Over lunch, the Council discussed the economic situation in the Community. I announced that there would be a full discussion of economic issues at the European Council and that consideration should be given to the measures which member states can take, both individually and collectively, to hasten economic recovery.

The Council also reached a political agreement on the investment services directive, the remaining financial services measure from the single market programme. All the Government's negotiating objectives were met concerning the outstanding issues which were discussed. The directive will offer worthwhile opportunities for the British financial services sector.

The report of the high-level group on fraud, set up at the United Kingdom's initiative, was also adopted and welcomed as containing useful proposals which would improve the effectiveness of measures to counter fraud in the Community.

Subject to reserves from Denmark and Germany, the Council also agreed to increase travellers' allowances so that travellers arriving from outside the Community will be able to bring in goods to a value of 175 ecu without incurring further tax; and that the amount for goods that tax-free shops can sell VAT free to travellers within the EC is restricted to the value of 90 ecu. Again, this was the welcome result of a United Kingdom initiative.

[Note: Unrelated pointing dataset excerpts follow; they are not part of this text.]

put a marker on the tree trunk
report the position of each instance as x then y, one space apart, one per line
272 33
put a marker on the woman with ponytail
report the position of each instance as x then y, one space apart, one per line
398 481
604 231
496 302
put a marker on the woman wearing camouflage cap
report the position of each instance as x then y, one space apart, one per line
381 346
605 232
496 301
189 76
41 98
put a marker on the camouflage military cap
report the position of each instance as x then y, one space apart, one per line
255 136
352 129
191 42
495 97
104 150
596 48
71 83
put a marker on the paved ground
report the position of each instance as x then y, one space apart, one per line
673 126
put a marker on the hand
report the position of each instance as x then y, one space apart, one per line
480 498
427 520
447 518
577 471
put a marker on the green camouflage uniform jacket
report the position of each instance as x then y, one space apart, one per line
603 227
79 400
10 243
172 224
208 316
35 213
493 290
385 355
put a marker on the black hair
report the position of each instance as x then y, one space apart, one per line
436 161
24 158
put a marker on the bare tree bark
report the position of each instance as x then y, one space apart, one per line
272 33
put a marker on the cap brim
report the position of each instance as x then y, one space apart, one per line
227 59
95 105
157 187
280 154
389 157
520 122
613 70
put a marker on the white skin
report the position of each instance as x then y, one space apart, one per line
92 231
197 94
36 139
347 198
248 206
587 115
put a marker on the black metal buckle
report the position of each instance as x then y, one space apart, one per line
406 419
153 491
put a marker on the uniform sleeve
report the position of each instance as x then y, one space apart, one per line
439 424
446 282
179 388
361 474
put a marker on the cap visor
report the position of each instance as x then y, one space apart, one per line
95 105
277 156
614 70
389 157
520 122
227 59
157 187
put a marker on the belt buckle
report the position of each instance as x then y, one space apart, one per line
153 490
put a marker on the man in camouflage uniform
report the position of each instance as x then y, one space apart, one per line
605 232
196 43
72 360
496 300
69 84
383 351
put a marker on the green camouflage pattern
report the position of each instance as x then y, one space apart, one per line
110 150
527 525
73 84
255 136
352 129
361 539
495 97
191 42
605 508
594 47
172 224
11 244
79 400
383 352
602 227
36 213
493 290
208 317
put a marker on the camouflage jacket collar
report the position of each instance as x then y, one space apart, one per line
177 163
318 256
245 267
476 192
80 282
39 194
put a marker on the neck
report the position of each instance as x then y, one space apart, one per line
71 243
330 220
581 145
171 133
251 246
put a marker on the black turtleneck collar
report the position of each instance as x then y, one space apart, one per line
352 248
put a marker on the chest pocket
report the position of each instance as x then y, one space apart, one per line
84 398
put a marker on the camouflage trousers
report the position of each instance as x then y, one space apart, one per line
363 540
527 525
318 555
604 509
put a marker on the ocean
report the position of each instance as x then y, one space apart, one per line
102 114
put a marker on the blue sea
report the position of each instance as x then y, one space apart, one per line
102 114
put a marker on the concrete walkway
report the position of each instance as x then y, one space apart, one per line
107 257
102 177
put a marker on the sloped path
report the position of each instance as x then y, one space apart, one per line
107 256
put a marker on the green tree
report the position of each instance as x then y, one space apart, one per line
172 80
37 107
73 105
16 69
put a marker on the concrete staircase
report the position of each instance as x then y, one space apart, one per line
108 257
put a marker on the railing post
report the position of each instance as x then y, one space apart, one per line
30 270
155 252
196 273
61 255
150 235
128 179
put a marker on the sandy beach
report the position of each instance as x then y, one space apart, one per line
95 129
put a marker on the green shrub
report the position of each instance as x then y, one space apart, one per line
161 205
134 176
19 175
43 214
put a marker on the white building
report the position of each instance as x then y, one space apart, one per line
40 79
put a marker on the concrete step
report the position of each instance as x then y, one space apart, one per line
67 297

The excise simplification directive was also agreed subject to a German scrutiny reserve and final modifications to the text in the jurist/linguists group. Officials were urged to resolve the remaining issues for agreement in the VAT simplification directive. It was agreed that the 7th VAT directive should be discussed at the next meeting of ECOFIN on 14 December. Meanwhile the United Kingdom made it clear that we could not agree to the current proposals for VAT on works of art at import.

The taxation of road transport was also discussed as part of a package of proposals to liberalise road transport which will also be discussed at the Transport Council on 7 December. It was agreed that ECOFIN should return to this issue on 14 December.

Finally, the Council agreed, without further discussion, balance of payments loans to the Baltic states and Council conclusions on the Ruding report on corporate taxation. The latter emphasised importance of subsidiarity in this area and also identified a number of further criteria which need to be considered before any action is proposed.

These conclusions are a valuable step forward and establish an acceptable framework for future consideration of corporate tax issues in the Community.